Pour Caméra musculaire, (2005- 2007), Laurent Duthion a fixé une caméra Bolex H16 sur le cadran d’un vélo. L’enregistrement de l’image se déclenche avec la rotation de la roue avant. Le cadrage de cette caméra s’effectue en fonction des inclinaisons et des mouvements du vélo. Elle  prend plus ou moins d’images suivant la vitesse à laquelle il se déplace. L’usage de ce vélo est plutôt d’ordre citadin avec une vitesse moyenne correspondant à 24 images par secondes, soit la vitesse moyenne d’un cycliste en ville. À chaque fois que la vitesse passe au-dessus de cette valeur cela se traduit dans le film par un ralenti, s’il passe en dessous, on obtient un accéléré lors de la projection. L’artiste a laissé cet objet – œuvre à la disposition de cyclistes-réalisateurs qui peuvent être des artistes, des cyclistes professionnels ou toute autre personne désirant l’utiliser pour créer un film.  Le travail de Laurent Duthion est à la fois poétique et répond à un système qui serait celui du « sur-mesure ».  L'artiste créer des systèmes qui lui échappent, organisant lui-même les conditions de cette échappée.

Bruno Peinado

Nouvelle discipline olympique depuis les JO de Tokyo en 2020, le skateboard a une place belle au sein de la collection municipale. L’artiste Bruno Peinado produit un ensemble de skateboards appelé Influenza, Rainbow warriors, en faïence selon les techniques ancestrales, lors d’une résidence à Faenza, ville italienne célèbre pour ces céramiques. L’artiste procède par appropriation et détournement de formes issues de la culture populaire (jeux vidéo, musique, cinéma), de l’art classique ou encore du marketing (publicité, marques, logos). Détourné de sa fonction, cette reprise d’un skate devient un objet décoratif. « Il en fait ressortir la dimension culturelle, les signes et les codes, d’un véritable esthétique comme peuvent être les graphs, les tatouages. » Jean-Marc, Huitorel, La beauté du geste : l'art contemporain et le sport. L’ornement composé de fleurs parmi lesquelles se dissimule une fleur de lys stylisée ajoutent une note kitsch.  La pratique de Bruno Peinado mêle la sculpture, les installations, le dessin, la vidéo ou plus récemment la peinture. Elle donne à voir des œuvres ludiques qui témoignent de notre monde contemporain.

 

Les lieux dédiés au sport

La pratique régulière du sport peut nécessiter l’existence de lieux spécifiques où la pratiquer. Certaines œuvres du Fonds d’art contemporain – Paris Collections donne à voir ces lieux.
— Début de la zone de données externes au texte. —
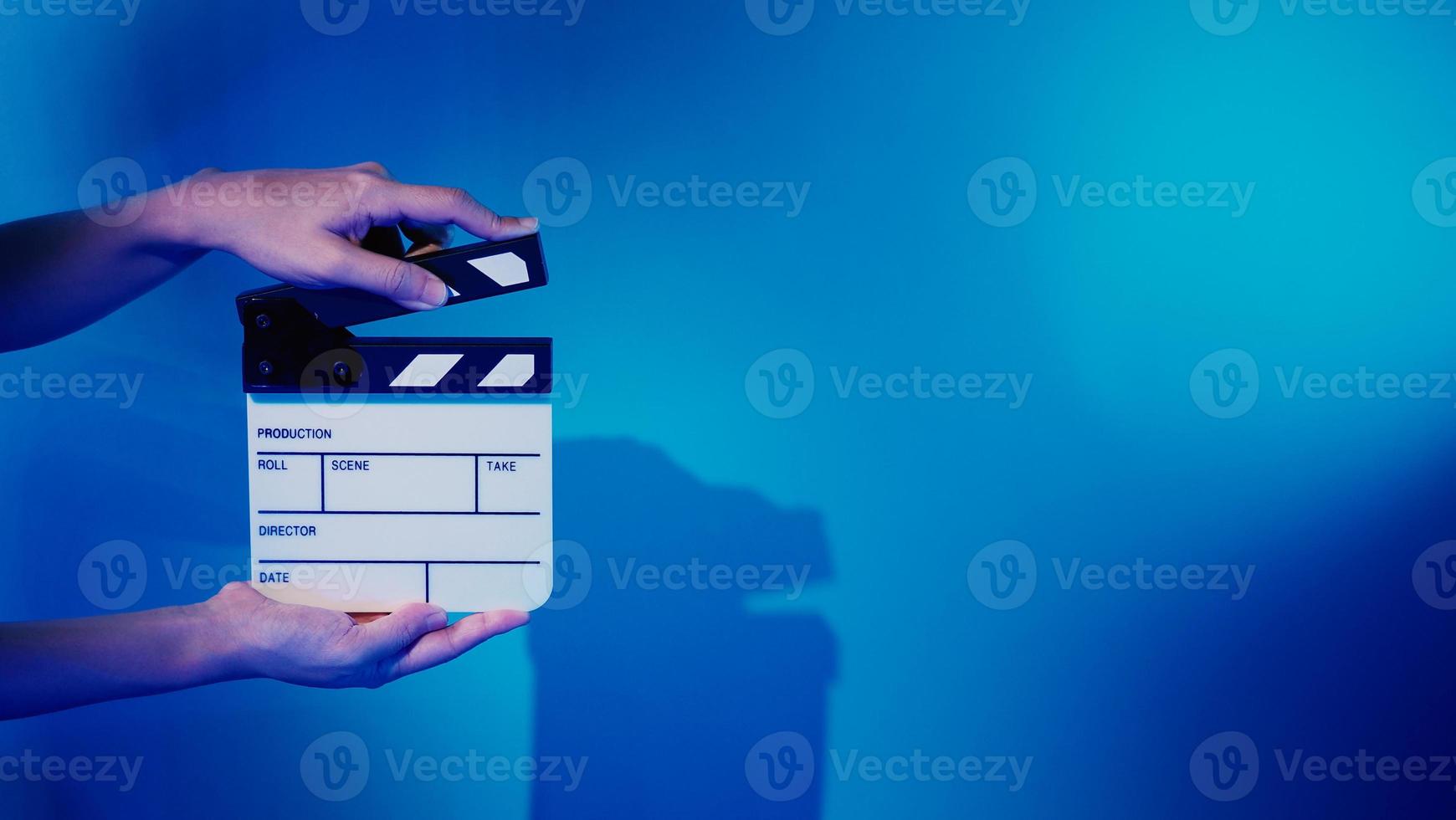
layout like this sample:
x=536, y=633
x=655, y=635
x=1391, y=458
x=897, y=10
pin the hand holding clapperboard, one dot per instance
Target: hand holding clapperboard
x=387, y=471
Depuis l’antiquité, le lieu sportif le plus emblématique est le stade. 

Olivier Masmonteil

Sur cette toile intitulée, Le stade de France, mai 2008, Olivier Masmonteil peint cet équipement sportif connu pour être le plus grand de France. Cette œuvre fait partie de la série Quelque soit la minute du jour, ensemble de 1000 tableaux de paysages de format identique (27 x 35 cm), réalisée entre 2007 et 2010. Les premières toiles de la série sont des paysages de Corrèze tirés des albums photos d’enfance de l’artiste. Souhaitant agrandir la série, l’artiste part en voyage de cinq mois autour du monde.  Il réalise des croquis, rapides, photographies, prend des notes sur le paysages qu’il observe et peint à son retour dans son atelier. En résulte un assemblage de paysages à la fois oniriques et introspectifs. Cette toile semble être une vue de ses trajets sur la route.

Elsa et Johanna

Le duo de photographes Elsa et Johanna s’invitent dans les stades et autres espaces urbains dédiés aux pratiques sportives qu’elles utilisent comme lieux de décors et de mise en situation. En 2014, elles ont initié la série A couple of them est un projet évolutif qui se compose de 88 portraits de personnages incarnés par les artistes elles-mêmes. Adoptant les attitudes et les postures d’adolescent.e.s occidentales, elles reprennent les codes vestimentaires et les attitudes stéréotypées. Elles deviennent tour à tour spectatrices et pratiquantes dans des attitudes désinvoltes ou nonchalentes.

Nicolas Moulin

Volontairement plus énigmatique, la démarche artistique de Nicolas Moulin porte un intérêt pour la modernité et les espaces urbains contemporains. Son travail artistique cherche à désorienter le regardeur. Intitulée Novomond, on peut reconnaître un skatepark sur cette photographie qui se veut mystérieuse.  Entre réalité et fiction, l’artiste navigue dans une sorte d’intermonde où les repères s’effacent, laissant notre personnalité se confronter au doute.